A REALIDADE E O DIREITO
Valentino Aparecido de Andrade
Quão variada é a realidade nas dificuldades que apresenta, e nas soluções que traz. Se há alguns anos um advogado impetrasse um mandado de segurança para obrigar a Fazenda Pública a inscrever em dívida ativa um débito, muito provavelmente receberia de pronto uma sentença em que o juiz decidiria pela carência de ação, pela ausência de qualquer benefício em favor da impetrante em termos de tutela jurisdicional.

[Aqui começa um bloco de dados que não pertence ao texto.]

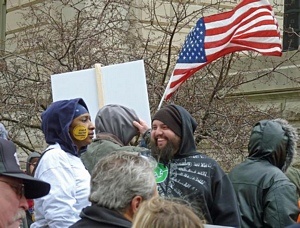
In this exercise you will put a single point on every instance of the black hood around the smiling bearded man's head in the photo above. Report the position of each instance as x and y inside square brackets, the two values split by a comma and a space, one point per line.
[189, 125]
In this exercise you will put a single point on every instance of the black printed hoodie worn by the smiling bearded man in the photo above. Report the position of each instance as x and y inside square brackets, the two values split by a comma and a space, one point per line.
[198, 179]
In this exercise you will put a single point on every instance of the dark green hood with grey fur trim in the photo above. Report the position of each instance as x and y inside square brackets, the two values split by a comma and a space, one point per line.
[273, 140]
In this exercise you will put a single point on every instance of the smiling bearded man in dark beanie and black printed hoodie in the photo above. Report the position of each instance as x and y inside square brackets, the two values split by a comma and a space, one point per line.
[183, 172]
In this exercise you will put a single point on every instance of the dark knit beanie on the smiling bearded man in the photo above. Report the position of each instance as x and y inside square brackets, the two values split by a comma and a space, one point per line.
[170, 116]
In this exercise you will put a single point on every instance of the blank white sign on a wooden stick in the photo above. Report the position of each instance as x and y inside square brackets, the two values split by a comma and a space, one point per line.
[123, 84]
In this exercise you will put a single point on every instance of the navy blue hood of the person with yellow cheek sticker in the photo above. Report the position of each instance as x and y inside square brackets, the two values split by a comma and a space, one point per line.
[56, 120]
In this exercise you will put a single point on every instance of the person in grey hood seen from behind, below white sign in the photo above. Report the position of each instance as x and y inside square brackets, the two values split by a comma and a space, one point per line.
[115, 130]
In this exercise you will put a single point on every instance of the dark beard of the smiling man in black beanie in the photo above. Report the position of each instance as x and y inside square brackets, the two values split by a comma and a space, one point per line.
[166, 153]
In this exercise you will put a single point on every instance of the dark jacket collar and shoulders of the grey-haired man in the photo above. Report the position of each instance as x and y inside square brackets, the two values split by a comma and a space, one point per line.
[95, 216]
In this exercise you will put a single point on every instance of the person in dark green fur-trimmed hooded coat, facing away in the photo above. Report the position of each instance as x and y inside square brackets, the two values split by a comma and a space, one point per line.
[267, 198]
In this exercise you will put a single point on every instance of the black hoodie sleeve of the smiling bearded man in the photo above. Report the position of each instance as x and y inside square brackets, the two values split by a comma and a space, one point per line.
[225, 210]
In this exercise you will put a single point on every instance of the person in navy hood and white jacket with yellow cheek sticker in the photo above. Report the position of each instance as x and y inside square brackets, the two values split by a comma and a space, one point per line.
[68, 130]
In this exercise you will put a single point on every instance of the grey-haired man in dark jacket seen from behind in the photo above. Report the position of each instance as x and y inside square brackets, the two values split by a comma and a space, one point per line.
[120, 182]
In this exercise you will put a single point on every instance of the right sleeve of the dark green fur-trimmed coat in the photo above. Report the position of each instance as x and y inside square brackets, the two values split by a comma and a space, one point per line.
[281, 205]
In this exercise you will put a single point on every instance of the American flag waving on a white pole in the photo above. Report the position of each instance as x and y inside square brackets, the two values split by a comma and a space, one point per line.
[251, 25]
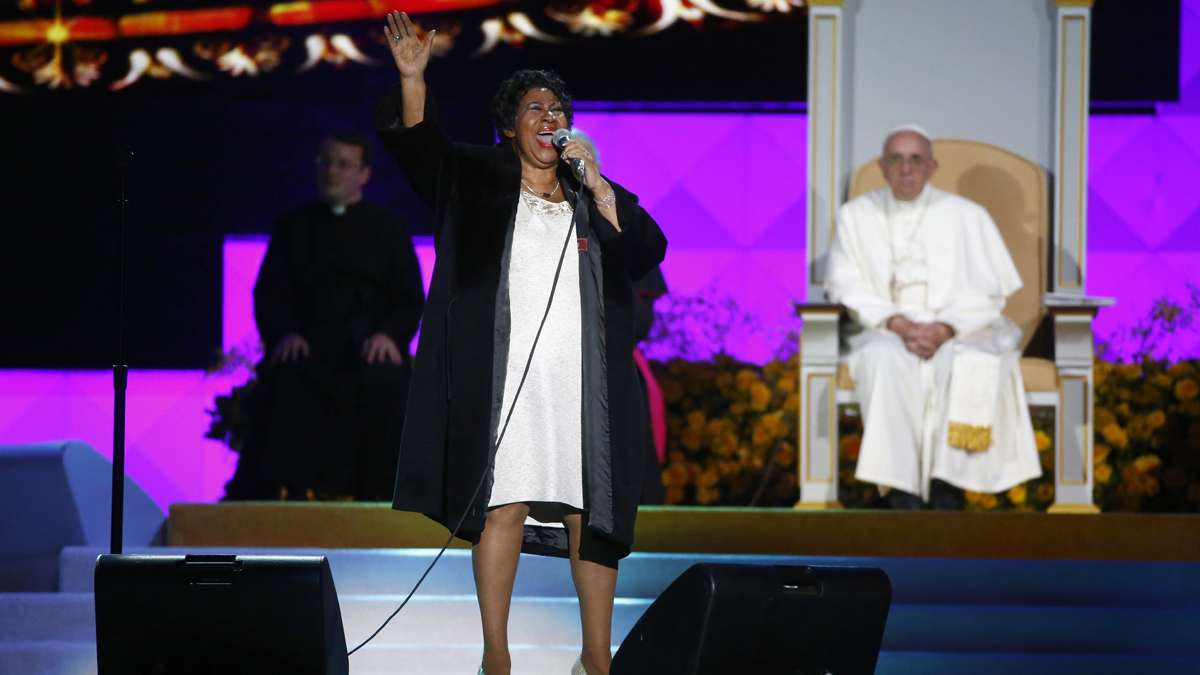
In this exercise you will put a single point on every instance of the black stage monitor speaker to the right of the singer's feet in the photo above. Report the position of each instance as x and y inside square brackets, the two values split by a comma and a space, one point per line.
[767, 620]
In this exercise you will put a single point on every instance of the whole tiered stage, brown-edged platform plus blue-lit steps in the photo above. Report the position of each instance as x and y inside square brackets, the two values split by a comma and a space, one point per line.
[971, 593]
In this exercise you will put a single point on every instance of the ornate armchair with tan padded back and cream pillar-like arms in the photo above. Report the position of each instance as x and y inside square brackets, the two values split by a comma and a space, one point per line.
[1058, 331]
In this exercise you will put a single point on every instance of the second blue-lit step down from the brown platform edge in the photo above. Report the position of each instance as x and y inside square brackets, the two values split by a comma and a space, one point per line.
[453, 620]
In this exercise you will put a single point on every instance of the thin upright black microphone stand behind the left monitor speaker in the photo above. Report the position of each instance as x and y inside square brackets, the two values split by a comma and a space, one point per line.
[121, 371]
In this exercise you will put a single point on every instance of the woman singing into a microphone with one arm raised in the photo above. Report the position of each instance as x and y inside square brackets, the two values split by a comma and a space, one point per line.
[525, 247]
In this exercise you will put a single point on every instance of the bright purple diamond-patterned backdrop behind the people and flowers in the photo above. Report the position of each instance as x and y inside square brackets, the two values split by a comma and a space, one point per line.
[729, 190]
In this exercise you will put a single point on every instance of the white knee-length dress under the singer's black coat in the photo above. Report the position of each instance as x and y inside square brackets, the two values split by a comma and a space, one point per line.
[541, 458]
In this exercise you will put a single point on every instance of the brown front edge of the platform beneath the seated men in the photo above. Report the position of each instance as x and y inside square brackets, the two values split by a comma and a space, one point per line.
[695, 530]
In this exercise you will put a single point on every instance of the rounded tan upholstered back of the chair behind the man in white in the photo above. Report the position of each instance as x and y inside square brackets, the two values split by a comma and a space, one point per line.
[1016, 194]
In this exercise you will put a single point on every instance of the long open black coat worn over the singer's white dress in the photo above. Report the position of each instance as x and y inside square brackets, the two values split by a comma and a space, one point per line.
[454, 402]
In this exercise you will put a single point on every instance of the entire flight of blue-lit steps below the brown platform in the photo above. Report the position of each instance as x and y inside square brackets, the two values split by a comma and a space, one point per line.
[949, 616]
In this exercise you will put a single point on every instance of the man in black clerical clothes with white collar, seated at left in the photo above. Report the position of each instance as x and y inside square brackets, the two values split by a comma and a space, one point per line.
[338, 302]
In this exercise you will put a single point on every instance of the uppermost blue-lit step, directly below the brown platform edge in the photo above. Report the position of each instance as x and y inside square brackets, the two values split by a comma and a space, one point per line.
[644, 576]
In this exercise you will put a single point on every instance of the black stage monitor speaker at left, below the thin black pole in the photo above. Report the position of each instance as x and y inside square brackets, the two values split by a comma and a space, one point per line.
[218, 614]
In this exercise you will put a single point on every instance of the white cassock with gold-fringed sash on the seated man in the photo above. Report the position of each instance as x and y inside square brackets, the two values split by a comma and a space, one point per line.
[938, 259]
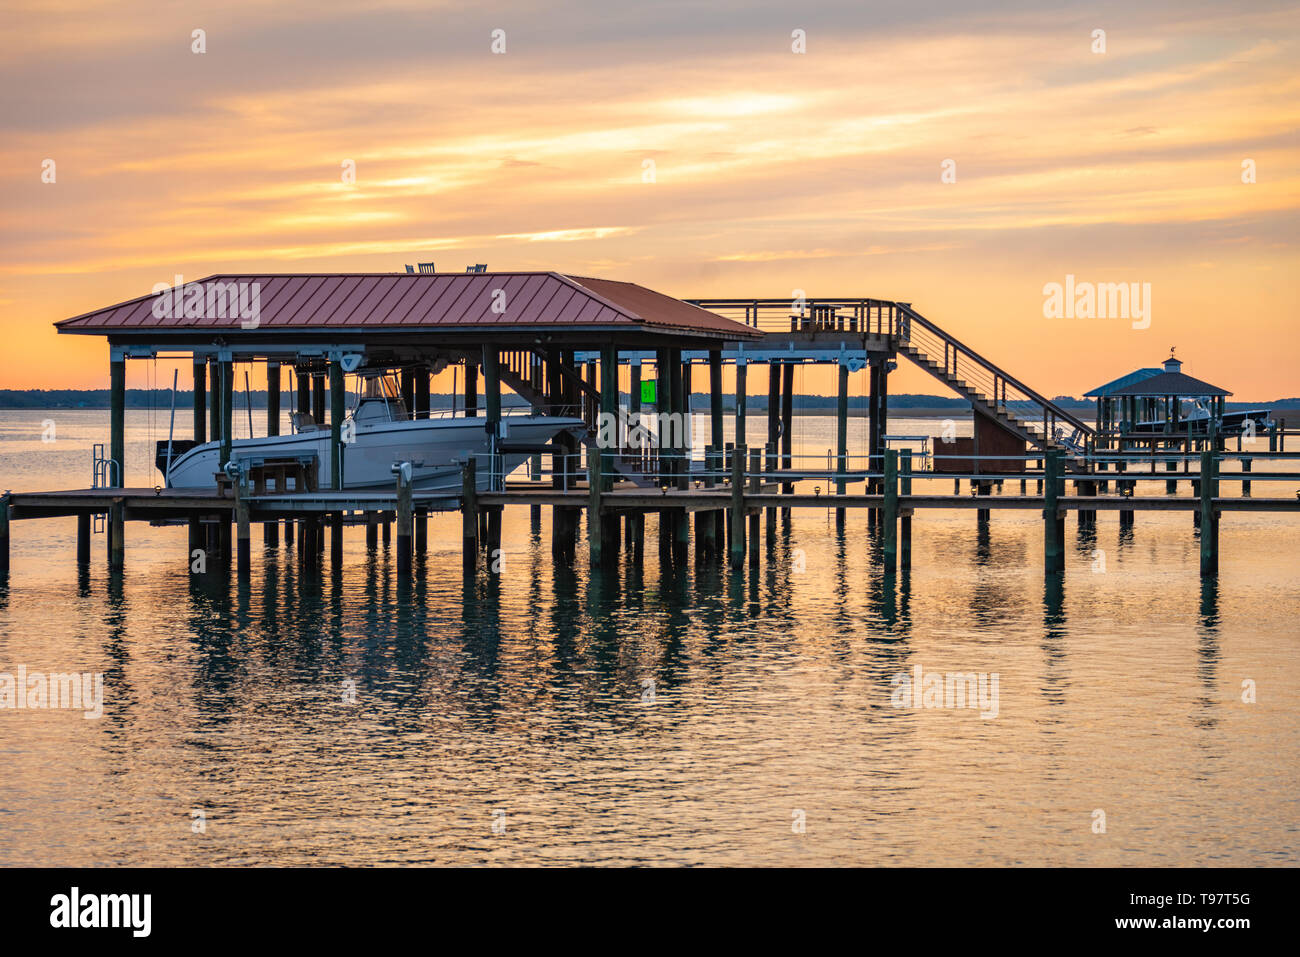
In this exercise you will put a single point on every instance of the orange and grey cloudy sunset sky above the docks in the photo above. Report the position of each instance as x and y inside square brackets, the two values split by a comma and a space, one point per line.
[774, 171]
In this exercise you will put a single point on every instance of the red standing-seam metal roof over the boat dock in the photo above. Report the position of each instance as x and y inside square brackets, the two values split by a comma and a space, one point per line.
[424, 301]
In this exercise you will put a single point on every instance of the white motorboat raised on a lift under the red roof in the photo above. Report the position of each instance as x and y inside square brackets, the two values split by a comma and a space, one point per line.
[379, 434]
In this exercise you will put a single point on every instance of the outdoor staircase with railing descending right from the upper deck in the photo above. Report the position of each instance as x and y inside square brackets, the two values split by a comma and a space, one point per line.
[1004, 399]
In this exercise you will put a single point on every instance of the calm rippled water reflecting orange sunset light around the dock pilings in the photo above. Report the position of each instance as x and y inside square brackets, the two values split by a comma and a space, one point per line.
[523, 700]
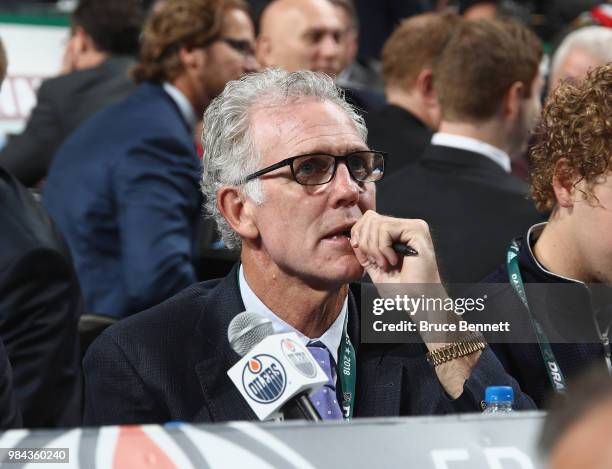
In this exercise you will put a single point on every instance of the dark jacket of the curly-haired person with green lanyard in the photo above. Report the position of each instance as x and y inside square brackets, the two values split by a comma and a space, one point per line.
[560, 312]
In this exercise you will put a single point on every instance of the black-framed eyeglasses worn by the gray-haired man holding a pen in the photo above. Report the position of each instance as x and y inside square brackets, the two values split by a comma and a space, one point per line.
[315, 169]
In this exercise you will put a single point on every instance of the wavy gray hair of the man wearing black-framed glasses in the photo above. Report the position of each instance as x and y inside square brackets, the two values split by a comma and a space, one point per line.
[230, 154]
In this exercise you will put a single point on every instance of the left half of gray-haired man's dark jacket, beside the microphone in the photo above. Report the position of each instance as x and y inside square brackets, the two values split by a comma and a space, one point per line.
[174, 359]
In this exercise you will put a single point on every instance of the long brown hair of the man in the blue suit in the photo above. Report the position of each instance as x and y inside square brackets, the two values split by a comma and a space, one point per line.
[178, 23]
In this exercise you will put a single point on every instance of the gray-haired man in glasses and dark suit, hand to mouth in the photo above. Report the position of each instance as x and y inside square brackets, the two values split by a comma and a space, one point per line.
[306, 227]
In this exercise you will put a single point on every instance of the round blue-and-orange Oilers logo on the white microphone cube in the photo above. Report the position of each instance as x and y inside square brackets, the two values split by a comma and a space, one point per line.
[264, 379]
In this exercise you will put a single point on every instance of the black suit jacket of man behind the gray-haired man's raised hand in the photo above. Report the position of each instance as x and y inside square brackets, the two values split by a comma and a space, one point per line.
[473, 208]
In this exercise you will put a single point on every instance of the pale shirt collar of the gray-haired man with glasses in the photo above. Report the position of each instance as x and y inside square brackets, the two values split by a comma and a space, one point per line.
[331, 338]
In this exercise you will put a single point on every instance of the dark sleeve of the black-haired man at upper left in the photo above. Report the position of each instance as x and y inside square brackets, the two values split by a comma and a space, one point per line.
[29, 154]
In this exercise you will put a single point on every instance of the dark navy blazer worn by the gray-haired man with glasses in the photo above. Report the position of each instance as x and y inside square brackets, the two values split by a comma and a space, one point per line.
[170, 363]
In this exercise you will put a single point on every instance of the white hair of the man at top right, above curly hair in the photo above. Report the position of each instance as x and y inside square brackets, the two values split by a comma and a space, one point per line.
[595, 40]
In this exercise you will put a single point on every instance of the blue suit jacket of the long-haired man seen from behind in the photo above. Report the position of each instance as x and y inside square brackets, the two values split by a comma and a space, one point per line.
[124, 190]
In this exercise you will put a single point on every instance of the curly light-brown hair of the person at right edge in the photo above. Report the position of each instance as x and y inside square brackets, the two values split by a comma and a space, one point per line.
[576, 125]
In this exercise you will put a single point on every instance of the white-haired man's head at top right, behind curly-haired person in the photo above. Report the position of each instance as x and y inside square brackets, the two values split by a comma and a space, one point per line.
[580, 51]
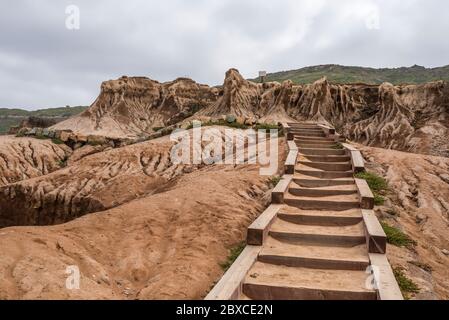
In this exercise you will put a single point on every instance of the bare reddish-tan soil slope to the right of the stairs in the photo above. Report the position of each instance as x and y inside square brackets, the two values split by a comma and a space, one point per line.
[419, 205]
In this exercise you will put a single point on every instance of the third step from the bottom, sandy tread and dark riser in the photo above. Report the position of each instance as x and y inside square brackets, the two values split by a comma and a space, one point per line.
[341, 236]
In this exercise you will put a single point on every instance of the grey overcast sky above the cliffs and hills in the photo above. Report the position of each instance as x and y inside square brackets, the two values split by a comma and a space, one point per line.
[45, 64]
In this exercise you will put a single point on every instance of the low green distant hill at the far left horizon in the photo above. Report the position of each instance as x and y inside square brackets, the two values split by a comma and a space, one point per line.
[13, 117]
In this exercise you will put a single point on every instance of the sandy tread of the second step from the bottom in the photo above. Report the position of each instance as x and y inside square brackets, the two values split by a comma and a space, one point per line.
[273, 247]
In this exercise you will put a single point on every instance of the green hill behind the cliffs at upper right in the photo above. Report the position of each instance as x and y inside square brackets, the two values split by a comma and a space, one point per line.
[342, 74]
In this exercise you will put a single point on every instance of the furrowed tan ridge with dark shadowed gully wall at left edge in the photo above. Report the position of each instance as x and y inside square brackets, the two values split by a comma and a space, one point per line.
[97, 182]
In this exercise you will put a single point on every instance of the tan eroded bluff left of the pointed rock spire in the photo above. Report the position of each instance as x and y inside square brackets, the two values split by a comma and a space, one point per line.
[135, 106]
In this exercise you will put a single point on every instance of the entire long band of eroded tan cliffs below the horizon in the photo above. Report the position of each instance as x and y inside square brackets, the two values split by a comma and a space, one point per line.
[408, 117]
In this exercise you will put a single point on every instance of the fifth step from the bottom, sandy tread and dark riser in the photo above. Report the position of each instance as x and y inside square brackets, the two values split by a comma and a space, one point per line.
[338, 203]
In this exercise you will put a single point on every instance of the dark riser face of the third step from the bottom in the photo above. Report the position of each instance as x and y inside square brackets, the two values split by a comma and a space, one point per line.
[319, 239]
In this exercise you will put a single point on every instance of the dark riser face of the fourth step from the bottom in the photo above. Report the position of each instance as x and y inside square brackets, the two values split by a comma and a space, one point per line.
[325, 221]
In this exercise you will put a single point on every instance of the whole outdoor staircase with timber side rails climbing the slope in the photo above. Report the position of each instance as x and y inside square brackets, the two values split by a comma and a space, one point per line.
[317, 240]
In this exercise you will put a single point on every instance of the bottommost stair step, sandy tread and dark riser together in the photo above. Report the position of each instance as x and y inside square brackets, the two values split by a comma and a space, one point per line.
[271, 282]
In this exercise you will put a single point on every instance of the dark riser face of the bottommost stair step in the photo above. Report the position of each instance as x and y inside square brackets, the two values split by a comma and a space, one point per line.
[264, 292]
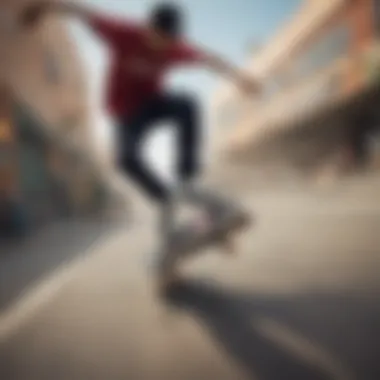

Faltaria o interesse de agir, diria LIEBMAN.
Hoje, contudo, o mandado de segurança está sendo utilizado exatamente para esse curioso objetivo: o de obrigar a Fazenda a cobrar um crédito que é seu, da Fazenda, e que ela, a Fazenda não está a cobrar, ou não quer cobrar. Busca-se obter a concessão de ordem de segurança para que se obrigue o Poder Público a inscrever o crédito em dívida ativa, primeiro passo para que o crédito possa ser exigido e satisfeito.
Mas o que terá mudado entre o tempo em que a carência de ação seria inevitavelmente declarada, e agora, em que o mandado de segurança tem a ordem concedida? O que não mudou foi o mandado de segurança, que continua a ser o que sempre foi: uma ação processual de conteúdo bastante geral, como, aliás, é toda ação processual, salvo a ação rescisória, que está, sim, é uma ação típica (no sentido de que sua utilidade é fixada pelo legislador e ao autor não cabe senão que observar rigorosamente essa finalidade).
O que mudou foi a realidade, e com ela o manejo do mandado de segurança. O jornal “Valor Econômico” publica hoje matéria em que registra o grande números de “writs” impetrados por empresas que querem obrigar a Fazenda Pública a cobrar seus créditos, inscrevendo-os em dívida ativa, e a razão para isso é simples: sem a inscrição em dívida ativa, o crédito não pode ser objeto de transação com a própria Fazenda. É o mandado de segurança servindo como uma espécie de ação de consignação em pagamento ajuizada pelo devedor que quer pagar, mas o credor não quer receber. O provimento jurisdicional na ação de consignação em pagamento desobriga o devedor de continuar a ser devedor, por ter depositado (pago) a dívida. O mandado de segurança está a cumprir uma finalidade algo parecida, na medida em que o devedor do Fisco impetra um mandado de segurança para que o Poder Judiciário comine ao Fisco a obrigação de inscrever em dívida ativa o débito, e se não faz, sujeita-se o Fisco à multa por recalcitrância, com o que o devedor pretende, não escapar do débito tributário, mas o negociar em condições mais vantajosas.
Para quem afirmava que o provimento jurisdicional obtido em mandado de segurança (quando a ordem é concedida) é sempre mandamental, está aí uma comprovação de que há, sem dúvida, uma considerável carga de obrigação (de mandamento, pois), na sentença que se profere em mandado de segurança, mas sem esquecer que, por se tratar de uma ação processual, o mandado de segurança serve para muito mais do que obter apenas um provimento mandamental. Outros tipos de provimento jurisdicional também podem ter ali lugar, conforme a realidade o exigir.